NSCPHD1238 Introduction to Kleene Algebra and Kleene Algebra with Tests

Volume 2014/2015
Content

Kleene algebra (KA) is the algebra of regular expressions. It captures axiomatically the properties of many structures arising in computer science. It is named for Stephen Cole Kleene (1909-1994), who among his many other achievements invented finite automata and regular expressions. KA is the algebraic theory of these objects, although it has many other natural and useful interpretations. Kleene algebras arise in various guises in many contexts: relational algebra, semantics and logics of programs, automata and formal language theory, and the design and analysis of algorithms.

Kleene algebra with tests (KAT) is Kleene algebra augmented with Boolean tests. The tests allow the modeling of common imperative programming language constructs and partial correctness assertions. KAT provides an equational approach to program verification that subsumes traditional approaches such as Hoare logic. It has proven successful in many application in static analysis and program verification: lazy caching, concurrency control, low-level compiler optimizations, data restructuring operations in parallelizing compilers, and pointer analysis, to name a few. A recent success is NetKAT, a system that augments KAT with primitives for reasoning about packet switching networks.

In this course, we will develop the basic algebraic theory of KA and KAT, along with applications in program verification and static analysis. We will give several examples of Kleene algebras - relational models, language models, trace models, matrix algebras - and describe their uses. We will review the various axiomatizations and discuss their relationship. We will develop a decision algorithm for the equational theory and prove that the standard axiomatization is deductively complete over language and relational models. We will also develop the coalgebraic theory, which gives rise to efficient decision procedures. As a final application we will describe NetKAT, a system based on KAT that has been incorporated as part of the Frenetic suite of network management tools.

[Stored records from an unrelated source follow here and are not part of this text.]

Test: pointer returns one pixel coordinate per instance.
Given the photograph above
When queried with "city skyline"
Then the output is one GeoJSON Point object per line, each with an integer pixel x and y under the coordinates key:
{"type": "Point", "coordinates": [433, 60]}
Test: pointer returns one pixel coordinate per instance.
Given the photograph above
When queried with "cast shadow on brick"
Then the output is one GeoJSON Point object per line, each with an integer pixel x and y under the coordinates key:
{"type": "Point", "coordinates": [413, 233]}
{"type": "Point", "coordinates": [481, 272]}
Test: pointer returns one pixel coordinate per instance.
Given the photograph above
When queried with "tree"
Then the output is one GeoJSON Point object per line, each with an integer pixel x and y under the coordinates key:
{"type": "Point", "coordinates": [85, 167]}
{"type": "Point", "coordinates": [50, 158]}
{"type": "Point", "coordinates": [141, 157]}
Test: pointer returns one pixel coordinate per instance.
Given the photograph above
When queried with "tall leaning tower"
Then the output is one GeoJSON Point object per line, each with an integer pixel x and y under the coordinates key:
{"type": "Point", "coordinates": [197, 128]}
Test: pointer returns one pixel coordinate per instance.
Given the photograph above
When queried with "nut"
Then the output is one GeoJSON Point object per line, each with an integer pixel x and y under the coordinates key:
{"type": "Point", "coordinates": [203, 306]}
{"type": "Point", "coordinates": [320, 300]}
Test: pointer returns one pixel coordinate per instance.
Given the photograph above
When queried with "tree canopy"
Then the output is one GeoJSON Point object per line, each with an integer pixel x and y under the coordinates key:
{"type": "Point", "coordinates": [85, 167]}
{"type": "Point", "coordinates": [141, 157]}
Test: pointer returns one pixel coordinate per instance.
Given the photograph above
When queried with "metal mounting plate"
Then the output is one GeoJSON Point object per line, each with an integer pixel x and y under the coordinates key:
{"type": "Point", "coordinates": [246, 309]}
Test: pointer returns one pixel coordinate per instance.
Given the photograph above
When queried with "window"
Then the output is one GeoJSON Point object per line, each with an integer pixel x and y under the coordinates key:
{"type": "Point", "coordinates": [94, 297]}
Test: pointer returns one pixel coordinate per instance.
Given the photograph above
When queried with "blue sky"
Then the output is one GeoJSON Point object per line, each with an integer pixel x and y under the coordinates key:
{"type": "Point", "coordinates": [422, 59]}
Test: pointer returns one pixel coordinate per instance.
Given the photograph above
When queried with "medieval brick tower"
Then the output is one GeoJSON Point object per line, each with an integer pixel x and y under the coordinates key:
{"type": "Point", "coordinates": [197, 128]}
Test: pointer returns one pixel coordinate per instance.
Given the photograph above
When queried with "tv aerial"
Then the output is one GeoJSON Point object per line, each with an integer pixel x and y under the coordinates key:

We will show how NetKAT can be used to specify and verify various network properties such as reachability, cycle-freedom, and isolation.

 

Learning Outcome

Knowledge:

Basic theory of Kleene algebra (KA) and Kleene algebra with tests (KAT); models and axiomatizations of their equational theories; coalgebraic theory and efficient decision procedures for KA and KAT.

Skills:

Apply KA and KAT to problems in computer science such as concurrency control, low-level compiler optimizations, data restructuring, pointer analysis and software-defined networks.

Competences:

Mathematical modeling of and equational reasoning for software systems to prove safety and correctness and to improve their performance.

Lecture notes and papers from the scientific literature.

Familiarity with basic algebra and logic, automata theory, basic complexity theory, and design and analysis of algorithms.
Lectures plus written exercises.

Lectures take place Tuesdays and Thursdays, 9:15-12 a.m. in Universitetparken 1, room 1-0-22 and 1-0-14, respectively, first time February 3rd.
If you are MS student satisfying the stipulated academic qualifications you are welcome to take the course. To do so, you need to get preapproval from the Study Board for Mathematics and Computer Science. See
https:/​/​intranet.ku.dk/​computerscience_ma/​electives/​preapproval/​Pages/​default.aspx for information.
  • Category
  • Hours
  • Exercises
  • 100
  • Lectures
  • 30
  • Preparation
  • 76
  • Total
  • 206
Credit
7,5 ECTS
Type of assessment
Continuous assessment
Active participation in class, plus weekly homework sets of 4-5 problems each.
Marking scale
passed/not passed
Censorship form
No external censorship
Several internal examiners
Re-exam
Resubmission of mandatory assignments (written exercises), plus 30 minutes' oral exam without preparation.
Criteria for exam assesment

Active participation in class, plus acceptable answers to at least 50% of the weekly homework sets.